3.3. Distribution of Institutes Focusing on lncRNA

Nanjing Med University, China, had the greatest number of publications with a total of 272 papers, accounting for 1.94% of total published literature in the field, followed by Shanghai Jiao Tong University, China (156 publications), and Chinese Academy of Sciences, China (134 publications). Among the top 10 productive institutions, nine of them were Chinese institutes, and the other one was an American institute (Harvard University), ranking ninth (Figure 2(c)).

3.4. Distribution of Published Journals and Funding Agencies Focusing on lncRNA

The journal Oncotarget has the greatest number of publications on lncRNA research with 305 papers, followed by Tumor Biol (143 papers) and Sci Rep (142 papers) (Figure 2(d)). In total, the top 10 journals published 1106 articles, which accounted for 28.51% of all publications in this field.

The top 10 funding bodies are shown in Table 2. A total of 1280 studies (33.00%) were supported by National Natural Science Foundation of China (NCSF). National Institutes of Health (NIH) ranked second (290, 7.48%). Eight funding agencies from China are shown in the list. In addition, NIH invested in 457 projects with a total funding of $157,041,190 (https://projectreporter.nih.gov/reporter_ChartResults.cfm?icde=36205853), and NCSF invested in 915 projects with a total funding of 377,339,000RMB ($58,052,150) (http://www.letpub.com.cn/index.php?page=grant).

3.5. Characteristics of Top 10 lncRNA Articles Cited Most Frequently

In total, the top 10 articles contributed 11386 citations, accounting for 12.61% of citations related to lncRNAs (Table 3). The research by Gupta et al. [16] published in 2010 was the most cited (1821 times) paper. Among the 10 most cited articles, two were published in Cell [3, 17], two in Nature [16, 18], one in Nature Reviews Genetics [19], one in Science [20], one in Genome Research [21], one in Annual Review of Biochemistry [22], one in Molecular Cell [23], and one in Genes & Development [24] (Table 3).

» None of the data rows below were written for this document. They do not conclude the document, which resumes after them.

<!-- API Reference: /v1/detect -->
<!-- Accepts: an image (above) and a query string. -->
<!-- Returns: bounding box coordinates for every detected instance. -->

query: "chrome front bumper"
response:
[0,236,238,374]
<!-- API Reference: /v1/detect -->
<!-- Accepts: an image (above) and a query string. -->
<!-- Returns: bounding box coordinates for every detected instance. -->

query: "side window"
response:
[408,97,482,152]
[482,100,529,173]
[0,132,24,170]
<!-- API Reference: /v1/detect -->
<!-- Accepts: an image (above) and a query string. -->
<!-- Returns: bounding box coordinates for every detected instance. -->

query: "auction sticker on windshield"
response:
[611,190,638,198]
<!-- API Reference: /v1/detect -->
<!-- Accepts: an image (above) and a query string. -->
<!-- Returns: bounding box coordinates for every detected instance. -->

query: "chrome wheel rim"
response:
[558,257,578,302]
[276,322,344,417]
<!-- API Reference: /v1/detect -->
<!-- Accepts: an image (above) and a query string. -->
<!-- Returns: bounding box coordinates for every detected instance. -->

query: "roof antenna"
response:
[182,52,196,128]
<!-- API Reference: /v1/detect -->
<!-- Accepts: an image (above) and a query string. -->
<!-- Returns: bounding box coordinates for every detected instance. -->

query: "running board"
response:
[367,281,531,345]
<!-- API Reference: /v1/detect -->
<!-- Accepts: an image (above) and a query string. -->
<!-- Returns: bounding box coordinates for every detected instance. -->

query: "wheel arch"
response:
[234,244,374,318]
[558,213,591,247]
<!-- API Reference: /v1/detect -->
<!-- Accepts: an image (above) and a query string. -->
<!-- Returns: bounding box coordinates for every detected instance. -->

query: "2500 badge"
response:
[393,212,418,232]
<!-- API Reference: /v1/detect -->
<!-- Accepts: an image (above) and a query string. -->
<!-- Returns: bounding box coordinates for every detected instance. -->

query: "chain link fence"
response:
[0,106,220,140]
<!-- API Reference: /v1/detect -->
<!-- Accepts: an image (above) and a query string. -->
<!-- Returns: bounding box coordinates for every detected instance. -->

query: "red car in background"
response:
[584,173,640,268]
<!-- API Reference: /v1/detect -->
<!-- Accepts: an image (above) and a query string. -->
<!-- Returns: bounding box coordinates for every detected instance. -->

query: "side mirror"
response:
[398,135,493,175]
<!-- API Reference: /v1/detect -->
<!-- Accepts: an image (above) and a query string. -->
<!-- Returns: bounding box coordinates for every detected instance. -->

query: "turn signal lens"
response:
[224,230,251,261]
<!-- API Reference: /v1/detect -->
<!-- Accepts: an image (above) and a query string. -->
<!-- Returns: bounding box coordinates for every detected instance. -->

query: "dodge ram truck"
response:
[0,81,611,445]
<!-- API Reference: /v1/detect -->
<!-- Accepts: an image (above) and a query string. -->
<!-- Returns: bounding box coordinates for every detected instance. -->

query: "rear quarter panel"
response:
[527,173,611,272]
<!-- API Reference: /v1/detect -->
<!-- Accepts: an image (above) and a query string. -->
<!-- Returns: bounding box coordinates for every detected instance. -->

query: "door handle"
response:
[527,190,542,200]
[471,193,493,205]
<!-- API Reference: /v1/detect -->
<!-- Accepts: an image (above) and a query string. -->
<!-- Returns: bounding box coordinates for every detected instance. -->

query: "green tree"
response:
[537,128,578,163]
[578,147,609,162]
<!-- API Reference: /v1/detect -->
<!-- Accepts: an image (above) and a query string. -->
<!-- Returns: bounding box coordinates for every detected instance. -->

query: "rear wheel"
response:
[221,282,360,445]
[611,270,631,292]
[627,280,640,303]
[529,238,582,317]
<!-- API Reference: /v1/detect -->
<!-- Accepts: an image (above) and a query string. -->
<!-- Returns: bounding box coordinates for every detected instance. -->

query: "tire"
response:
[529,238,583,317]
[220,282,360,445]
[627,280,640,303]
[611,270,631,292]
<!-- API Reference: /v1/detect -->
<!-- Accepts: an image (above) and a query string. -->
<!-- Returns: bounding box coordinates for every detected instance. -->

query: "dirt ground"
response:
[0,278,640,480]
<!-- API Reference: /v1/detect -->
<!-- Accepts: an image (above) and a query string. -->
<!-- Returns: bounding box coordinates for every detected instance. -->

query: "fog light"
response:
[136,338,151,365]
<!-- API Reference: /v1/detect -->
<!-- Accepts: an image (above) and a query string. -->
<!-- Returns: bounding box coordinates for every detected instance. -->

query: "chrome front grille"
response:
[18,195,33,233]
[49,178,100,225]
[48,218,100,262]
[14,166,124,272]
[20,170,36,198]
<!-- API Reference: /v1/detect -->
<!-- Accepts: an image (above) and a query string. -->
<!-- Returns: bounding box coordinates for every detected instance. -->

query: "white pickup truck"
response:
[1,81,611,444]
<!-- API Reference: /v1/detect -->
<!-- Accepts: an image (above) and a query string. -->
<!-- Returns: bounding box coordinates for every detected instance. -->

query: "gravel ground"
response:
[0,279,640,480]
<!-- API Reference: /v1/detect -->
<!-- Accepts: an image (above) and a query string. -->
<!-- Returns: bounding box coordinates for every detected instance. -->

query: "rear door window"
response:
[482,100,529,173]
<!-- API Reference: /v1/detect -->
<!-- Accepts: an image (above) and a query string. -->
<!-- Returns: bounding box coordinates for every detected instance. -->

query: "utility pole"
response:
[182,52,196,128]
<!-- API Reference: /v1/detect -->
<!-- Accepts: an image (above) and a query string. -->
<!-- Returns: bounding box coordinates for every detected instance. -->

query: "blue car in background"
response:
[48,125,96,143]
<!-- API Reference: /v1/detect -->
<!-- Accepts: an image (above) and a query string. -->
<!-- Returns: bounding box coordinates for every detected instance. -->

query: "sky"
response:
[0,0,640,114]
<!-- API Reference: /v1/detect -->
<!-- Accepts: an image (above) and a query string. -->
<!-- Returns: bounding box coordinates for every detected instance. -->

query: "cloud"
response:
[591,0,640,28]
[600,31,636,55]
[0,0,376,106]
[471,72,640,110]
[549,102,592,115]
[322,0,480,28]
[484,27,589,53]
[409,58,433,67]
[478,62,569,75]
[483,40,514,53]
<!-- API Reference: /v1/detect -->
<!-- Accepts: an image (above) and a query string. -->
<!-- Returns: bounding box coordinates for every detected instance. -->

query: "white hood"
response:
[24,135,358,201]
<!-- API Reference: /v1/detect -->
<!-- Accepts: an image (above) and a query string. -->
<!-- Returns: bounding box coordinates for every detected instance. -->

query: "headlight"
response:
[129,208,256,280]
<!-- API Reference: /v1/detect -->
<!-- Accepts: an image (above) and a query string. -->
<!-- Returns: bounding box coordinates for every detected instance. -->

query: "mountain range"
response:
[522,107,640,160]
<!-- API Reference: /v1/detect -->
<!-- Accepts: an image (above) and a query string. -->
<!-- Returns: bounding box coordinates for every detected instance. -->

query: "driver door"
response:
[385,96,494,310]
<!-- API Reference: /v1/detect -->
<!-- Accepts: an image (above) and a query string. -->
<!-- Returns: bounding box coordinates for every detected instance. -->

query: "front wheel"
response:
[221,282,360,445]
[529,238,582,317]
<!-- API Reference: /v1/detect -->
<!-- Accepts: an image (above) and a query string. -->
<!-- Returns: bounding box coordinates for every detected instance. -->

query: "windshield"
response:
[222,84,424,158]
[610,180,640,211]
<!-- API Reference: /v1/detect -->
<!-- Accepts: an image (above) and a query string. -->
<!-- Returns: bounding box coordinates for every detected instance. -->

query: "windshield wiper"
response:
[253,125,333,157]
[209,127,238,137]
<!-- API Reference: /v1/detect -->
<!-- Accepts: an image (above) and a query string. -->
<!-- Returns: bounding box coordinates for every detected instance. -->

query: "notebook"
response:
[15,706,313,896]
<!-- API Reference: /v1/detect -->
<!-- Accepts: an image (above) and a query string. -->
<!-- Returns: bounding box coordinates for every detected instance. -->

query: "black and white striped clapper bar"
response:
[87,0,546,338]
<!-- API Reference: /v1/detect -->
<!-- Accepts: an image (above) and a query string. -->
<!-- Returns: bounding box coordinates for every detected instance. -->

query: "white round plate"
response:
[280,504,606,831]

3.6. Hotspots of Research on lncRNA

VOSviewer was used to analyze keywords extracted from the titles and abstracts of 3879 articles included in this study (Supplemental Table 2). As a result, 105 keywords, which appeared more than 100 times, were included and shown in the map. These could be stratified into two clusters: cluster 1 (application) and cluster 2 (characteristics) (Figure 3). High-frequency keywords in cluster 1 were “tissue” (1229 times), “patient” (1142 times), and “progression” (753 times). For the characteristics-related research in cluster 2, the top keywords are comprised of “function” (1632 times), “gene” (1468 times), and “lncRNAs” (1236 times).

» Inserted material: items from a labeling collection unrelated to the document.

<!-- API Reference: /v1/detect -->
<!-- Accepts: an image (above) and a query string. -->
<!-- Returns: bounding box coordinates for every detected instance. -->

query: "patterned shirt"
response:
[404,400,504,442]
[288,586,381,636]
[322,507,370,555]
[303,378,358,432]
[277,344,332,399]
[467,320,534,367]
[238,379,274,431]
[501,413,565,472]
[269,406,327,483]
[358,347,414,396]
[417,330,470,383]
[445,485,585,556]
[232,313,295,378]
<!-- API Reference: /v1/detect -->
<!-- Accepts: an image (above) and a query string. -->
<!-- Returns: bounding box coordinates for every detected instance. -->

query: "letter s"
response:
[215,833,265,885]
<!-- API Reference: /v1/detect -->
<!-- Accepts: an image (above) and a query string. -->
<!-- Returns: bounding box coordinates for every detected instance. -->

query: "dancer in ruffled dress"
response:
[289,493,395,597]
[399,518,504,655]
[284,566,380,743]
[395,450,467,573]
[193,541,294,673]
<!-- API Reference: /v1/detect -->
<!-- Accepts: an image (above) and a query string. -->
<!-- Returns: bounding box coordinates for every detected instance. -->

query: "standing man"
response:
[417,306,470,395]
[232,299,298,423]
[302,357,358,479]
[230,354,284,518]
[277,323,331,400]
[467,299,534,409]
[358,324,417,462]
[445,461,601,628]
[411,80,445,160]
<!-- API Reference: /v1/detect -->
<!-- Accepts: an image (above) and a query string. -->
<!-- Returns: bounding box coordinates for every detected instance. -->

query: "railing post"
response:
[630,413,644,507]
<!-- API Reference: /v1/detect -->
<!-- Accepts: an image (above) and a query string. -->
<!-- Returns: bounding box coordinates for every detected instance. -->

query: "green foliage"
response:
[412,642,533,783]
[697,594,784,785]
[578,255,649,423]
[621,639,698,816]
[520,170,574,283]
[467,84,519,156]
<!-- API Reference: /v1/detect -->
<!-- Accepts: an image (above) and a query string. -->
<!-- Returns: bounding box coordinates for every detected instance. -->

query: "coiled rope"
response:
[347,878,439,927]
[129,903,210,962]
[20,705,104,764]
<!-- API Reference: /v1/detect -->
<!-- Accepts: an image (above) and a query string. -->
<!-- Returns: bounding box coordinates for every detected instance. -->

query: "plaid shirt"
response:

In addition, VOSviewer shows different colors according to keyword’s average year of appearance, termed “average appearing year (AAY)” (Figure 3). A keyword in blue indicates that its AAY is not recent, and a keyword in red indicates a recent AAY. As a result, “Tumor Node Metastasis (TNM) stage” had the most recent AAY of 2015.98 and appeared 136 times. “Epithelial mesenchymal transition (EMT)” had a second most recent AAY of 2015.96 with 232 appearances, followed by “cell apoptosis” with an AAY of 2015.85 and 171 appearances (Supplemental Table 2).

4. Discussion

Bibliometrics and visualized mapping may quantitatively monitor research performance in science and present predictions [25]. Bibliometric study has had impact on other scientific and professional communities. In the case of antimicrobial resistance surveillance, for example, because real-time surveillance data are often unavailable and limited, scholars have used scientometrics and found that it provides a fast, reliable, and global overview of research [26]. As a result, bibliometric studies may be a meaningful reference. In this study, we used the same method as demonstrated in our previous studies [27, 28] and evaluated lncRNA studies with respect to the contributing countries, institutions, journals, and funding agencies.

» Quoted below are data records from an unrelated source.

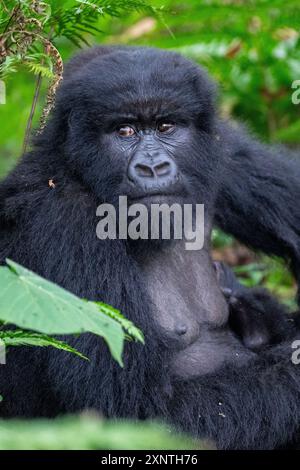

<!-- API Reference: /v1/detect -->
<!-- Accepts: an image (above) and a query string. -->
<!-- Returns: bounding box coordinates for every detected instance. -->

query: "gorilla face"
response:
[56,48,218,213]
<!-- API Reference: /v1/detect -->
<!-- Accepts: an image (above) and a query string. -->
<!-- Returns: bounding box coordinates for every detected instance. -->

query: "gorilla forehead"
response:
[61,47,214,120]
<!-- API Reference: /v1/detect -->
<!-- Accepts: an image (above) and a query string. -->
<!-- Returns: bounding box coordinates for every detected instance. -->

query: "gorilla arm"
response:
[215,122,300,281]
[168,343,300,449]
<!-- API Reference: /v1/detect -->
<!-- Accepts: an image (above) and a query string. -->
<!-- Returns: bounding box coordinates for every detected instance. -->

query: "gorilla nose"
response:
[128,160,177,187]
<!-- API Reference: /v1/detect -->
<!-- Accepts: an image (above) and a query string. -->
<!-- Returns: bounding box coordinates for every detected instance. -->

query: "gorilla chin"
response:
[0,47,300,449]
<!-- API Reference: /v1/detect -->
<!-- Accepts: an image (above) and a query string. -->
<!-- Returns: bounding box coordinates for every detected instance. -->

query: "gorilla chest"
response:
[143,246,253,378]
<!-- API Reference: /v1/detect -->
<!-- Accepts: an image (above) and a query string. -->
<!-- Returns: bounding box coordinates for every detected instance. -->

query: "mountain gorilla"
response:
[0,47,300,449]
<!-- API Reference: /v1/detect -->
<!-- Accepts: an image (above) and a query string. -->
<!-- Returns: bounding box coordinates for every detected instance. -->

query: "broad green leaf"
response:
[0,260,124,365]
[0,330,87,359]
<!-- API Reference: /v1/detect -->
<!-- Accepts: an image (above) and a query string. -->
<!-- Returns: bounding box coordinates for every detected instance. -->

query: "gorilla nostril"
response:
[134,163,154,178]
[175,324,187,336]
[154,162,171,176]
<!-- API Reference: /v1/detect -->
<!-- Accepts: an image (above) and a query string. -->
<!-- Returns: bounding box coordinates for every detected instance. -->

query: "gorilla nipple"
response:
[175,324,187,336]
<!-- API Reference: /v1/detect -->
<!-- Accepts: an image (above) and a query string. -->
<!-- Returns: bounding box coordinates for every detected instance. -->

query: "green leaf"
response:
[0,330,88,360]
[0,260,124,365]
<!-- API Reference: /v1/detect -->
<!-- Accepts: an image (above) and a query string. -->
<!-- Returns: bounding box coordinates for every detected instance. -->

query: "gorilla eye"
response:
[117,126,135,137]
[157,122,175,132]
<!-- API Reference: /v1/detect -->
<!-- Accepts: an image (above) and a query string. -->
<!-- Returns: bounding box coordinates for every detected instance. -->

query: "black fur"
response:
[0,48,300,449]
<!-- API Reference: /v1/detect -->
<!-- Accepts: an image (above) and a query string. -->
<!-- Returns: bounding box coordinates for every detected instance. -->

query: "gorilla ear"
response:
[64,46,121,81]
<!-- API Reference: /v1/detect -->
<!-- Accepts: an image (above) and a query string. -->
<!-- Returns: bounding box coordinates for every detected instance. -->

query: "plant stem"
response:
[22,73,42,155]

4.1. Global Trends of Research on lncRNA

From 2006 to 2017, a dramatic growth in the global publication number on lncRNA research was validated. The regression growth model of the cumulative amount showed an inflection point in 2021, which means the growth of the publication scale might increase in the coming years. Moreover, there is still the possibility that the increasing trend will go on longer than that expected from the proposed model, because the application of lncRNA as diagnostic biomarkers and as therapeutic agents might arouse more attention.

In terms of country analysis, China published 2642 articles and was the leading country in terms of productivity. Considering the factors of a large Chinese population and GDP, we performed an adjustment and found that China published 115.75 articles per trillion GDP (still ranked no. 1) and 1.79 articles per million population (ranked no. 3). Moreover, we found that although the USA published only 944 articles and was in second place, its total citations and H-index were 43168 and 97, respectively, which surpassed those of the Chinese and suggested that the impact of articles published by the USA might be higher. The quality and creativity of studies from China might be industriously improved in the future.

In terms of journals, we observed that the Oncotarget published far more lncRNA research papers, with 305 articles, than other journals. It was indicated that future development within lncRNA would likely be released within Oncotarget and the aforementioned journals on the list (Figure 1D).

4.2. Research Focuses on lncRNA

The details of the top 10 cited articles are shown in Table 3, and we have listed the top 100 cited articles in Supplemental Table 1. We found that the top 100 studies (2.58% of 3879) had been cited 36033 times (39.91% of 90287), which indicated that these 100 studies might be classic and fundamental for further studies and should be read by those new to the field.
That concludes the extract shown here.